Gigi Bungsu

Info Penanya, pria 22 Tahun

Selamat Siang Dok. Saya mengalami tumbuh gigi geraham bungsu 1.5 tahun lalu dan sampai saat ini belum dicabut. Apakah ada efek samping untuk kedepannya dok? Atau memang harus di cabut segera? Terima kasih

20 Aug 2018, 13:08 WIB
drg. Wiena Manggala Putri
dijawab oleh: drg. Wiena Manggala Putri

Terima kasih sudah bertanya dengan menggunakan Tanya Dokter.

Saya turur prihatin atas kondisi yang Anda alami dan saya juga dapat mengerti bahwa keluhan yang Anda rasakan terkait gigi geraham bungsu yang tumbuh memang sungguh mengganggu.  Gigi geraham bungsu yang tumbuh impaksi atau mengalami gangguan pertumbuhan memang dapat menyebabkan beberapa masalah dan gangguan. Gigi impaksi dapat terbenam seluruhnya dalam tulang,  atau bisa juga hanya separuh mahkota yang berhasil menembus tulang dan gusi dan posisinya biasanya tidak tegak melainkan sedikit miring atau posisi abnormal lainnya. Munculnya gigi geraham bungsu terjadi pada usia 17- 21 tahun dan berbeda-beda pada tiap orang.
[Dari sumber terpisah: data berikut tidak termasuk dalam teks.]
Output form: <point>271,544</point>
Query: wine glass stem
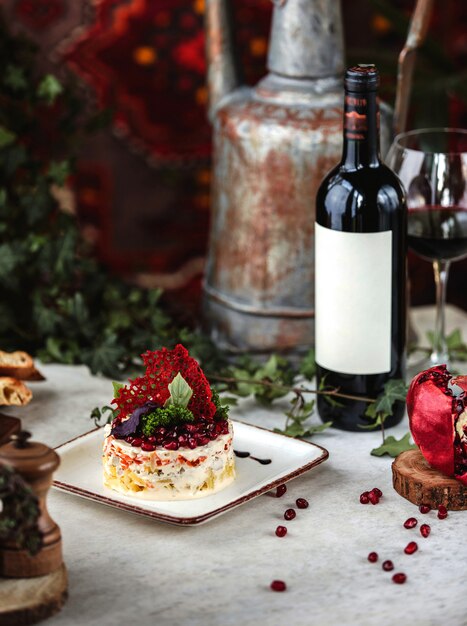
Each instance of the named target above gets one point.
<point>440,352</point>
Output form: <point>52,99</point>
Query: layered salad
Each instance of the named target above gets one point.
<point>170,438</point>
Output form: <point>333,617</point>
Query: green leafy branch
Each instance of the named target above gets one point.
<point>455,344</point>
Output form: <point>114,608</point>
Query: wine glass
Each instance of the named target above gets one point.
<point>432,166</point>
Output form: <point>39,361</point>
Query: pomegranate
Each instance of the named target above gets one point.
<point>437,408</point>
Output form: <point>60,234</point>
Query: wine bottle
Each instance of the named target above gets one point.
<point>360,247</point>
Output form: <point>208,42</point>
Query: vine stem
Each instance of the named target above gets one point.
<point>297,390</point>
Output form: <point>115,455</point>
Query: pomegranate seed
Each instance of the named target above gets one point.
<point>281,531</point>
<point>278,585</point>
<point>280,491</point>
<point>410,523</point>
<point>147,446</point>
<point>399,578</point>
<point>442,512</point>
<point>425,530</point>
<point>289,514</point>
<point>411,547</point>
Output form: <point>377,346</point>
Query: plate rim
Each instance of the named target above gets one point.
<point>194,520</point>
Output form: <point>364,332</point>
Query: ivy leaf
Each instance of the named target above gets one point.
<point>393,446</point>
<point>49,89</point>
<point>308,365</point>
<point>15,78</point>
<point>97,414</point>
<point>6,137</point>
<point>180,392</point>
<point>394,390</point>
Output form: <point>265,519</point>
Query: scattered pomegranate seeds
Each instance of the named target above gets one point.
<point>442,511</point>
<point>281,531</point>
<point>364,497</point>
<point>410,523</point>
<point>280,491</point>
<point>289,514</point>
<point>399,578</point>
<point>425,530</point>
<point>411,547</point>
<point>278,585</point>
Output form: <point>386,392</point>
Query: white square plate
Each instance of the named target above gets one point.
<point>80,473</point>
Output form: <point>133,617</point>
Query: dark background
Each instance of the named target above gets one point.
<point>142,186</point>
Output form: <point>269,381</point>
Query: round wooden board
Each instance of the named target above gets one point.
<point>30,600</point>
<point>415,480</point>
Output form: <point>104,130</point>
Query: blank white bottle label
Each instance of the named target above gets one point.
<point>353,301</point>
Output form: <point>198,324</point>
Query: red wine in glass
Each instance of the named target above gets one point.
<point>438,232</point>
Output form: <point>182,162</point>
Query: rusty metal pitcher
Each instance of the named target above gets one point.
<point>273,144</point>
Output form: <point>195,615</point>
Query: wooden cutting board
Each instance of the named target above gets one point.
<point>29,600</point>
<point>415,480</point>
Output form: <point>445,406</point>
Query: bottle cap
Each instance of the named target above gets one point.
<point>362,77</point>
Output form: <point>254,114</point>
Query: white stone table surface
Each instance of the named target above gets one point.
<point>125,569</point>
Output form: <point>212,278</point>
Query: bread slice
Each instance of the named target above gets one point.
<point>14,392</point>
<point>19,365</point>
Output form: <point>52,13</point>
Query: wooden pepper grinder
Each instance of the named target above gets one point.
<point>35,463</point>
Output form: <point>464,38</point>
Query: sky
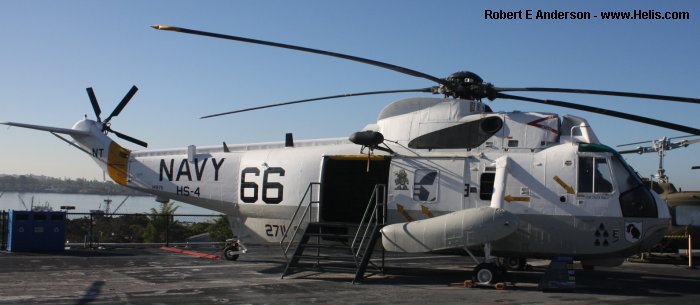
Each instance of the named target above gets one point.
<point>52,50</point>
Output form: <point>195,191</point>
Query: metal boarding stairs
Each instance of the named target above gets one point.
<point>333,246</point>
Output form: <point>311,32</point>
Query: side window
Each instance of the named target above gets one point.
<point>594,175</point>
<point>486,185</point>
<point>425,185</point>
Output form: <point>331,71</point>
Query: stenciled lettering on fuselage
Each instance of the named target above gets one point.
<point>184,171</point>
<point>272,192</point>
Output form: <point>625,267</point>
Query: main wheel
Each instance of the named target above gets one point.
<point>514,263</point>
<point>486,274</point>
<point>230,252</point>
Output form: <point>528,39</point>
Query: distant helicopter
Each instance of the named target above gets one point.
<point>684,206</point>
<point>456,175</point>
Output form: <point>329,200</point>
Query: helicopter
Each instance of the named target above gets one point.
<point>684,206</point>
<point>457,175</point>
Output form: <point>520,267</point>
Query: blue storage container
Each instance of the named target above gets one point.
<point>31,231</point>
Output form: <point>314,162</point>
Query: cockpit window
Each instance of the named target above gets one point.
<point>636,200</point>
<point>594,175</point>
<point>425,186</point>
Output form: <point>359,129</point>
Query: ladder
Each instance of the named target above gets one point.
<point>335,246</point>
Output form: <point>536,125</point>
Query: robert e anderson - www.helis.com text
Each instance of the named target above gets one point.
<point>526,14</point>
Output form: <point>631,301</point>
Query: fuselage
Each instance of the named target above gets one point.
<point>571,195</point>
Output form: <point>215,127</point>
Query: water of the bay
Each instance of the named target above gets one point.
<point>85,203</point>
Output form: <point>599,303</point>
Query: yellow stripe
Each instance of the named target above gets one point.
<point>357,157</point>
<point>426,211</point>
<point>510,198</point>
<point>117,163</point>
<point>568,189</point>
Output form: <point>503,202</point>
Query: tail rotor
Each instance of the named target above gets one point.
<point>106,125</point>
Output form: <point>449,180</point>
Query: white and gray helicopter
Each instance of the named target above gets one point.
<point>457,175</point>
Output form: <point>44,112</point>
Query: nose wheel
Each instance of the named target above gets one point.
<point>487,274</point>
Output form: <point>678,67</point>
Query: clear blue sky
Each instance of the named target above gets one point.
<point>52,50</point>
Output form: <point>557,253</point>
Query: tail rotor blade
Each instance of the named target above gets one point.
<point>123,103</point>
<point>130,139</point>
<point>95,105</point>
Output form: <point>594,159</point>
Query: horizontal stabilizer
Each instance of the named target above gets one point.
<point>67,131</point>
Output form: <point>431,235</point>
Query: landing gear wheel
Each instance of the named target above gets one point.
<point>486,274</point>
<point>230,252</point>
<point>514,263</point>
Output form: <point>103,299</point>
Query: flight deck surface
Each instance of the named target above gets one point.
<point>150,276</point>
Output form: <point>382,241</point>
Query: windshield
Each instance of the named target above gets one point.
<point>635,199</point>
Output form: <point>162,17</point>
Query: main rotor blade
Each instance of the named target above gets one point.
<point>649,141</point>
<point>304,49</point>
<point>123,103</point>
<point>603,111</point>
<point>130,139</point>
<point>95,105</point>
<point>638,150</point>
<point>602,92</point>
<point>318,99</point>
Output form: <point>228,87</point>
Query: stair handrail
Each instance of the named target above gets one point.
<point>310,194</point>
<point>370,221</point>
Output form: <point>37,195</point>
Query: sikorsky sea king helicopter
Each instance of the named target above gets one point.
<point>457,175</point>
<point>684,206</point>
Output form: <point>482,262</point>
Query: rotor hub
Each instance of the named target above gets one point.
<point>466,85</point>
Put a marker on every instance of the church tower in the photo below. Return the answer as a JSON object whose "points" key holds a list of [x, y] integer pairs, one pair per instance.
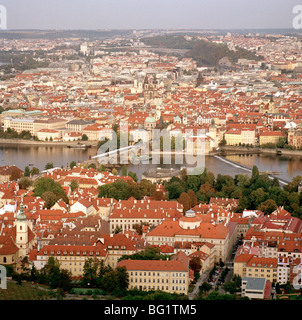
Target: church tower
{"points": [[21, 224]]}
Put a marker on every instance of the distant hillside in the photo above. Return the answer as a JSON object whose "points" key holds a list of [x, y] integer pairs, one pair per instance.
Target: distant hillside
{"points": [[204, 52]]}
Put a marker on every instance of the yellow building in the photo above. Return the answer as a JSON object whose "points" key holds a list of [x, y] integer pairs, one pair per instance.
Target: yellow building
{"points": [[233, 137], [166, 275], [271, 137], [70, 257], [236, 137], [247, 265]]}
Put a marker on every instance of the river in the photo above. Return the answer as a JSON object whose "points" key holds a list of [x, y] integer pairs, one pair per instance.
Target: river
{"points": [[287, 167]]}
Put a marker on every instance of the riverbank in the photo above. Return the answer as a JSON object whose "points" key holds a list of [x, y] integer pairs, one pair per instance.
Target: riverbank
{"points": [[16, 142], [282, 151]]}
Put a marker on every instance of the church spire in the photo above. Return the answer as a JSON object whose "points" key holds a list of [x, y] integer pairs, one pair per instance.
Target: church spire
{"points": [[21, 215]]}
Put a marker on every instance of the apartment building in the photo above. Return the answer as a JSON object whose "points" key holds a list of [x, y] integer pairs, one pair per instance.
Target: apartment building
{"points": [[271, 137], [255, 267], [32, 125], [255, 288], [166, 275], [190, 228], [70, 257]]}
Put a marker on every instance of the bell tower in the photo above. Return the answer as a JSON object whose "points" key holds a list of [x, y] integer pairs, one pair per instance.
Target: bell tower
{"points": [[21, 224]]}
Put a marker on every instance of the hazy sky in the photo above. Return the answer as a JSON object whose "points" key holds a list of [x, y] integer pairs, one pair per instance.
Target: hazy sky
{"points": [[145, 14]]}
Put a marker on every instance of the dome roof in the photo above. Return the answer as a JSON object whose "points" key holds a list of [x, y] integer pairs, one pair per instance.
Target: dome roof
{"points": [[150, 119]]}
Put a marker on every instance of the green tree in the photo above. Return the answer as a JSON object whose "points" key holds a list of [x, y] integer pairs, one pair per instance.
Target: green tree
{"points": [[72, 164], [65, 281], [124, 171], [74, 184], [84, 137], [255, 174], [185, 200], [34, 171], [193, 183], [50, 199], [26, 171], [268, 206], [24, 183], [48, 166], [43, 185], [193, 198], [90, 271], [175, 189], [133, 175], [257, 196]]}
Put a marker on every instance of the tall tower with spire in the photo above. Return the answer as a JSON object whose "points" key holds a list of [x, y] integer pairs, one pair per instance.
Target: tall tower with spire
{"points": [[22, 224]]}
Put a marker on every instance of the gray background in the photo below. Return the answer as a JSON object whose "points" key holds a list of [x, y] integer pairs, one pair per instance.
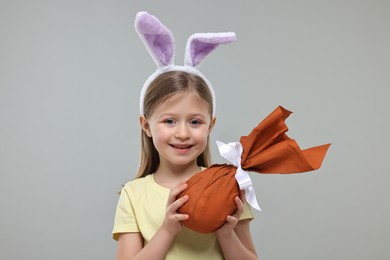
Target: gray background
{"points": [[71, 72]]}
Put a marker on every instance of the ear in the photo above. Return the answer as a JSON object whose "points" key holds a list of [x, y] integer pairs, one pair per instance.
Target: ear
{"points": [[212, 123], [199, 45], [145, 126], [157, 38]]}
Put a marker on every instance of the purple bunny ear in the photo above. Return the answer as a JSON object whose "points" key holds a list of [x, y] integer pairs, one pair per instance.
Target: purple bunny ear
{"points": [[157, 38], [199, 45]]}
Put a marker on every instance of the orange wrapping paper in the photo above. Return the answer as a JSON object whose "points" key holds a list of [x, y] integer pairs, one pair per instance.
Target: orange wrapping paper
{"points": [[267, 149]]}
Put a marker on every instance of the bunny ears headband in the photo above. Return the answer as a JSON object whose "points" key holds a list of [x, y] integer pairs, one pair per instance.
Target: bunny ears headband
{"points": [[160, 43]]}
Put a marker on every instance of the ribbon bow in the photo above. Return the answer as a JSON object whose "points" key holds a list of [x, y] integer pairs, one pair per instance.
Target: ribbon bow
{"points": [[232, 152]]}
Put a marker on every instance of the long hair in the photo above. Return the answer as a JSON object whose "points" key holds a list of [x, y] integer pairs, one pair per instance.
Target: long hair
{"points": [[159, 90]]}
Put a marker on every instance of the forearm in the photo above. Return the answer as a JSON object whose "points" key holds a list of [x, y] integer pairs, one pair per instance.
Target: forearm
{"points": [[157, 248], [233, 248]]}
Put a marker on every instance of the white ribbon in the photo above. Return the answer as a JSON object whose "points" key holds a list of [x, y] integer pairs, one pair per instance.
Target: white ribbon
{"points": [[232, 152]]}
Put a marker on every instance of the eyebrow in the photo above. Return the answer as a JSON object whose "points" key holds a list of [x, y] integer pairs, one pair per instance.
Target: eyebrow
{"points": [[175, 115]]}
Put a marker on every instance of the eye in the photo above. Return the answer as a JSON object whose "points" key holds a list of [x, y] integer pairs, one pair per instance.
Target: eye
{"points": [[169, 121], [195, 122]]}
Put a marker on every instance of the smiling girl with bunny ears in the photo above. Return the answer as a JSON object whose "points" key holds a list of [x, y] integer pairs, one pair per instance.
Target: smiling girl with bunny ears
{"points": [[177, 106]]}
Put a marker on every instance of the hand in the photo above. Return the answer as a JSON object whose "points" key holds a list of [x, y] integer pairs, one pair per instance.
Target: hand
{"points": [[232, 220], [172, 221]]}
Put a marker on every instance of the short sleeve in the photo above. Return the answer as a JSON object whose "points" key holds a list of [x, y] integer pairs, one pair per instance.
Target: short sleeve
{"points": [[247, 214], [125, 220]]}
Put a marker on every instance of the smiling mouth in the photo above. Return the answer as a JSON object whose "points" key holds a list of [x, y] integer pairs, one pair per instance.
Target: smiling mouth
{"points": [[181, 146]]}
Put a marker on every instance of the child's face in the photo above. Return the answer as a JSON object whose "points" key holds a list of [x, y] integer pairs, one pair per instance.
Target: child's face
{"points": [[179, 128]]}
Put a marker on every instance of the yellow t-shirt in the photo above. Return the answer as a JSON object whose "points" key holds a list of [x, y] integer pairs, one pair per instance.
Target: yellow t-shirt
{"points": [[141, 208]]}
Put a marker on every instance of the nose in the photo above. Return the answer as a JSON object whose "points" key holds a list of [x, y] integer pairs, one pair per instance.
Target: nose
{"points": [[182, 131]]}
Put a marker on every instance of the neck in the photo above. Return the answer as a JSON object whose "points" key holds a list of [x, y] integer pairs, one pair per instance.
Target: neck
{"points": [[171, 175]]}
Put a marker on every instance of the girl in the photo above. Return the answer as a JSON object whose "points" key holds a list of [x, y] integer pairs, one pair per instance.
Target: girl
{"points": [[177, 108]]}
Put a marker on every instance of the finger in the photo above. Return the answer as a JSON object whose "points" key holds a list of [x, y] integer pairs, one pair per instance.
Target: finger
{"points": [[180, 217], [177, 204], [239, 207], [232, 221], [242, 196], [176, 191]]}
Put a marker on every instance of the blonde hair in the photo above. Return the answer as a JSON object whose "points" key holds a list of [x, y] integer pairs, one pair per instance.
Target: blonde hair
{"points": [[159, 90]]}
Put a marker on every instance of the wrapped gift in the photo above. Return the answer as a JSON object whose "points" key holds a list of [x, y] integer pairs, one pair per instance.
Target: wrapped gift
{"points": [[267, 150]]}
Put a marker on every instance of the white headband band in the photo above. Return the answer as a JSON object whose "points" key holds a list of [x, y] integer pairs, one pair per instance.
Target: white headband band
{"points": [[160, 43]]}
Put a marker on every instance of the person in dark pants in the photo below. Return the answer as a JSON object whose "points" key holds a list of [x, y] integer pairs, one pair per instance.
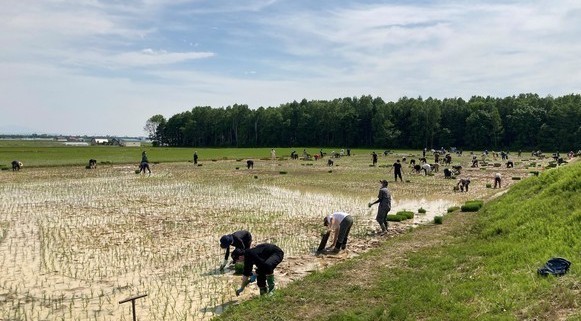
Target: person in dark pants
{"points": [[240, 240], [463, 184], [266, 257], [497, 180], [339, 224], [16, 165], [384, 200], [144, 163], [397, 170], [374, 158]]}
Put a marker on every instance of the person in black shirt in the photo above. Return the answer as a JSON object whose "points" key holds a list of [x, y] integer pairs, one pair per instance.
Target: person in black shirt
{"points": [[266, 257], [240, 240], [397, 170], [374, 158]]}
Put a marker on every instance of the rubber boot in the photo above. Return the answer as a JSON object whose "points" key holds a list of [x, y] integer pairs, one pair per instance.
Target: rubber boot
{"points": [[270, 281], [263, 290]]}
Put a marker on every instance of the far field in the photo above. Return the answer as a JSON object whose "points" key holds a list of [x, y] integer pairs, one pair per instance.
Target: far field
{"points": [[74, 241]]}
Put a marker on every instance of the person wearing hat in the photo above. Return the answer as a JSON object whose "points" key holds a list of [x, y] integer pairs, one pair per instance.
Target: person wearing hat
{"points": [[240, 240], [384, 200], [266, 257], [339, 223]]}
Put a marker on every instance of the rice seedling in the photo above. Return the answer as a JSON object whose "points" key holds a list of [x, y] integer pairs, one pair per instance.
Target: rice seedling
{"points": [[73, 242]]}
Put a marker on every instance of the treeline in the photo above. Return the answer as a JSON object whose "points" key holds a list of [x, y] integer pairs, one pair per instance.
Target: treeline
{"points": [[523, 122]]}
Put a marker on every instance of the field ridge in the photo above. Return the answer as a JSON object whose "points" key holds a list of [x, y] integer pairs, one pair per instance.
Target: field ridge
{"points": [[476, 266]]}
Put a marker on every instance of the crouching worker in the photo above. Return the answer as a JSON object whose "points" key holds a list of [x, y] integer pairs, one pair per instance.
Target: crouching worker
{"points": [[241, 240], [339, 224], [463, 184], [266, 257]]}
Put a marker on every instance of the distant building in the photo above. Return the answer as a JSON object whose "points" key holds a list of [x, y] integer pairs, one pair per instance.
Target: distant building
{"points": [[99, 141], [130, 142]]}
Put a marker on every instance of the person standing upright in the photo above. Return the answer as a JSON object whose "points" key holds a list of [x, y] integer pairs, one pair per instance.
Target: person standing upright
{"points": [[397, 170], [384, 200]]}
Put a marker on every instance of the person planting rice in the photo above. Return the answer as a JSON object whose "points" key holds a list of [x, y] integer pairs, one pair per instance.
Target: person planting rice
{"points": [[497, 180], [427, 169], [144, 163], [16, 165], [266, 257], [397, 170], [338, 223], [463, 184], [240, 240], [384, 200]]}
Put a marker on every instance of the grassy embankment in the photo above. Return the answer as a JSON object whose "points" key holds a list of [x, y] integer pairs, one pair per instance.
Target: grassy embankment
{"points": [[476, 266]]}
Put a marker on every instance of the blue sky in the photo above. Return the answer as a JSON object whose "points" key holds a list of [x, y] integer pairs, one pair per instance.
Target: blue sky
{"points": [[104, 67]]}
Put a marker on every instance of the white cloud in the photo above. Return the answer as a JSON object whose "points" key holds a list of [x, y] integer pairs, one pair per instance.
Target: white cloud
{"points": [[105, 67]]}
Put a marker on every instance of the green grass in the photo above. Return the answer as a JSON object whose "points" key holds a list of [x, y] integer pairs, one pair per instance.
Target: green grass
{"points": [[51, 153], [483, 267]]}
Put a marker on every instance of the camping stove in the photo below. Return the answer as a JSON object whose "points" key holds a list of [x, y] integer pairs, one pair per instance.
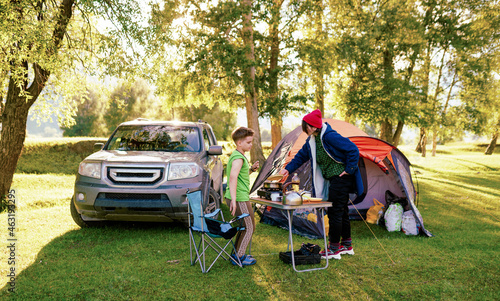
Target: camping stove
{"points": [[267, 193]]}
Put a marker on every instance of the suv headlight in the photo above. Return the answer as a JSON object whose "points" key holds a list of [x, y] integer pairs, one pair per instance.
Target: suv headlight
{"points": [[177, 171], [90, 169]]}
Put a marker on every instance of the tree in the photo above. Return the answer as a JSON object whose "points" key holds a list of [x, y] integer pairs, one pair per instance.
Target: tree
{"points": [[35, 54], [378, 47], [218, 63], [221, 122], [89, 116], [129, 101]]}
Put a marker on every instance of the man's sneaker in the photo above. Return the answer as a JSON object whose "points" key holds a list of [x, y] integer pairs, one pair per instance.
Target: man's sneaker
{"points": [[345, 250], [331, 253]]}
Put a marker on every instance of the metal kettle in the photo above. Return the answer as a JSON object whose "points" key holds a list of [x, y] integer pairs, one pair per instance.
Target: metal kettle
{"points": [[291, 197]]}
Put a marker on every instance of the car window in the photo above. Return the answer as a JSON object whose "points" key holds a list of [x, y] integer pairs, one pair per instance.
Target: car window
{"points": [[207, 139], [164, 138]]}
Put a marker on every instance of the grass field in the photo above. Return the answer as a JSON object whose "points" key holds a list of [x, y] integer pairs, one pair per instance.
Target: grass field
{"points": [[459, 200]]}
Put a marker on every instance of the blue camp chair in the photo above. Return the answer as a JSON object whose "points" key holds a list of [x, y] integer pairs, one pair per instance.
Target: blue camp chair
{"points": [[206, 229]]}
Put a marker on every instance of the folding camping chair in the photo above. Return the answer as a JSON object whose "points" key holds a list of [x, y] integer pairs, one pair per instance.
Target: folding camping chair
{"points": [[204, 229]]}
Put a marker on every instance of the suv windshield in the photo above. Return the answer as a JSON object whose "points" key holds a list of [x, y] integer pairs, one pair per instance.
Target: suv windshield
{"points": [[164, 138]]}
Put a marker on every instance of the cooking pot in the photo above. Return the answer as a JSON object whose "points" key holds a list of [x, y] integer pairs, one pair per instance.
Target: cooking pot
{"points": [[272, 185], [291, 197]]}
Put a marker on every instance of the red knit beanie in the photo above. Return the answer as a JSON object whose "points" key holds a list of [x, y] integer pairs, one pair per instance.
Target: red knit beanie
{"points": [[314, 119]]}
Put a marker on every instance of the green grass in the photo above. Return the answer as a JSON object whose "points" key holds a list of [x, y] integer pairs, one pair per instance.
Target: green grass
{"points": [[458, 199]]}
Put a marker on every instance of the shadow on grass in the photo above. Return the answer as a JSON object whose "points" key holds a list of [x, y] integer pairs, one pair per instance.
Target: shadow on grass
{"points": [[465, 181], [126, 261]]}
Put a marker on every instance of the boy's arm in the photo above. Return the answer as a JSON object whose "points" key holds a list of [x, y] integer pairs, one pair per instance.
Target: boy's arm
{"points": [[233, 182]]}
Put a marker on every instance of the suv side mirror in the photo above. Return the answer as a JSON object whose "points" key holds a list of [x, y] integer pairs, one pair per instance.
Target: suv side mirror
{"points": [[98, 146], [215, 150]]}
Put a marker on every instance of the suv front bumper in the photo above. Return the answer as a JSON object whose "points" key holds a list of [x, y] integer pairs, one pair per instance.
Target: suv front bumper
{"points": [[97, 200]]}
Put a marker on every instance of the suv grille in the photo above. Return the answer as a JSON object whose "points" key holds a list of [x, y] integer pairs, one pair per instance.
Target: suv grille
{"points": [[135, 176]]}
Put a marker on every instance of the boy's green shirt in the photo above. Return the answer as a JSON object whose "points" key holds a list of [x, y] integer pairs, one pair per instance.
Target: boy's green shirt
{"points": [[243, 184]]}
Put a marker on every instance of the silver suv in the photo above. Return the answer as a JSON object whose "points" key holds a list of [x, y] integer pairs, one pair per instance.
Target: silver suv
{"points": [[144, 170]]}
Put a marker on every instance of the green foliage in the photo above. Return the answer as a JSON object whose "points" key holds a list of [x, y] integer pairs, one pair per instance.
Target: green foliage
{"points": [[89, 116], [221, 122], [130, 101], [55, 156], [458, 199]]}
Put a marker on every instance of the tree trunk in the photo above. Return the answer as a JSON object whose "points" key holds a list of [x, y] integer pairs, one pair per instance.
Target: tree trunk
{"points": [[13, 134], [386, 131], [276, 125], [397, 133], [319, 78], [434, 142], [491, 147], [256, 153], [422, 141], [21, 95]]}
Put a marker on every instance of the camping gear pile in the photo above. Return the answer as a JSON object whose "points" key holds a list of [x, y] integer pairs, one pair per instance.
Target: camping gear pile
{"points": [[383, 168], [308, 254]]}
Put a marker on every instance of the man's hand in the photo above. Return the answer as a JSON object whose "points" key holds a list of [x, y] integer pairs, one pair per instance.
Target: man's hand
{"points": [[285, 174], [232, 207]]}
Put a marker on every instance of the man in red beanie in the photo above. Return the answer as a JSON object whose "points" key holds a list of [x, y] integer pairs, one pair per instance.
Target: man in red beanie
{"points": [[335, 173]]}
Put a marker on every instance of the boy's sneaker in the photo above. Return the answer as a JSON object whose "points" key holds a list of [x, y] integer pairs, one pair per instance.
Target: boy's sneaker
{"points": [[245, 260], [333, 252]]}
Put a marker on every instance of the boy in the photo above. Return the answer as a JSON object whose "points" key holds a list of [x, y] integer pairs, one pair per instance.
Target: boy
{"points": [[237, 196]]}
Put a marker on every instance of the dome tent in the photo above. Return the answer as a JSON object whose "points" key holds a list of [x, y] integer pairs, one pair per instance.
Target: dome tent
{"points": [[383, 168]]}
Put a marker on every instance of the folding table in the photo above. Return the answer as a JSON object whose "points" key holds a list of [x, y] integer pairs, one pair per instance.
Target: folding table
{"points": [[289, 214]]}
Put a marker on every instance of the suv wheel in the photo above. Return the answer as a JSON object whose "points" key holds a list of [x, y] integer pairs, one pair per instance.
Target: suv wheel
{"points": [[213, 201], [78, 218]]}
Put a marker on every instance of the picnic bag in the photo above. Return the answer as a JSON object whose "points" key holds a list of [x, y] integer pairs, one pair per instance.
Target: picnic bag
{"points": [[409, 225], [375, 212], [393, 217]]}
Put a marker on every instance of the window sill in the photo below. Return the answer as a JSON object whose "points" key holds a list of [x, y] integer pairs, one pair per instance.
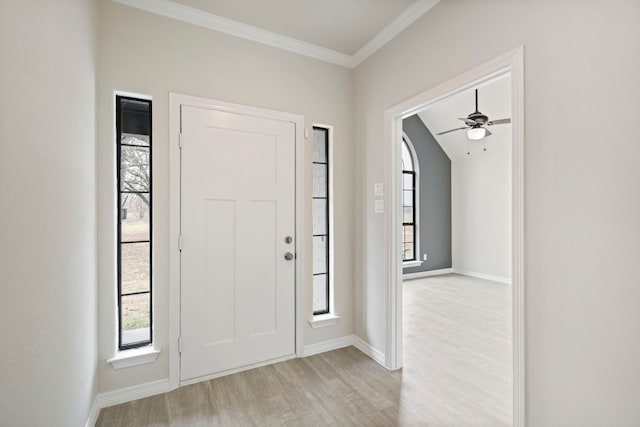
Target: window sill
{"points": [[323, 320], [138, 356], [412, 264]]}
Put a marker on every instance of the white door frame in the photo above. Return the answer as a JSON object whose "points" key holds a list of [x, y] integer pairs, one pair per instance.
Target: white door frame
{"points": [[511, 62], [175, 102]]}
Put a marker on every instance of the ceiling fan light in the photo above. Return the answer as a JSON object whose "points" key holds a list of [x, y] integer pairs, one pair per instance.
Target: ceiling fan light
{"points": [[475, 134]]}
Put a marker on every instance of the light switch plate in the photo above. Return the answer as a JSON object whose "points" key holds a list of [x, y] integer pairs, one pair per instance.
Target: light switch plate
{"points": [[378, 189]]}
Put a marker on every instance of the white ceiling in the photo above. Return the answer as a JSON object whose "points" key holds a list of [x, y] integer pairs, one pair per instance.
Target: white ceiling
{"points": [[343, 32], [341, 25], [494, 100]]}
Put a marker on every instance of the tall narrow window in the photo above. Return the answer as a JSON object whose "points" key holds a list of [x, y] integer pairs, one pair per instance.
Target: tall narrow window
{"points": [[321, 225], [409, 235], [134, 213]]}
Banyak para ahli yang menyarankan pencabutan pada kasus gigi seperti ini, karena jika hanya diberi obat untuk mengurangi radang gusi, peradangan tersebut nantinya akan kembali berulang. Pencabutan gigi Anda yang impaksi memang tidak dapat dilakukan pencabutan biasa, mengingat posisi gigi yang abnormal sehingga memerlukan operasi minor. Namun Anda tidak perlu terlalu khawatir, karena tindakan ini merupakan operasi kecil dengan pembiusan lokal. Jika dilakukan sesuai prosedur, resiko komplikasi dapat ditekan seminimal mungkin.Selain pembengkakan, infeksi dan beberapa gangguan lainnya gigi impaksi memang dapat menimbulkan gangguan pada daerah sekitarnya dan kepala.

Hingga saat ini masih terdapat perdebatan di antara para ahli, apakah gigi molar tiga yang tumbuh normal atau abnormal perlu dicabut atau dibiarkan saja. Menurut suatu penelitian, sekitar 25-70 persen gigi molar tiga tanpa gejala yang dipertahankan, akhirnya tetap harus dicabut dikemudian hari. Dari penelitian lain menyatakan gigi molar tiga yang dicabut tidak akan menimbulkan masalah dan pasien akan tetap memiliki fungsi pengunyahan yang normal.

Walaupun persentase kejadiannya rendah, kista atau tumor dapat tumbuh di sekitar gigi molar tiga yang terbenam dalam gusi dan tulang yang tidak diambil. Oleh karena itu pertimbangan pencabutan gigi molar tiga yang tidak disertai gejala apapun terkadang didasarkan atas pertimbangan pencegahan. Meski demikian operasi pencegahan ini belum menjadi kesepakatan secara umum di kalangan ahli bedah mulut.

Demikian informasi yang dapat diberikan, Semoga Bermanfaat.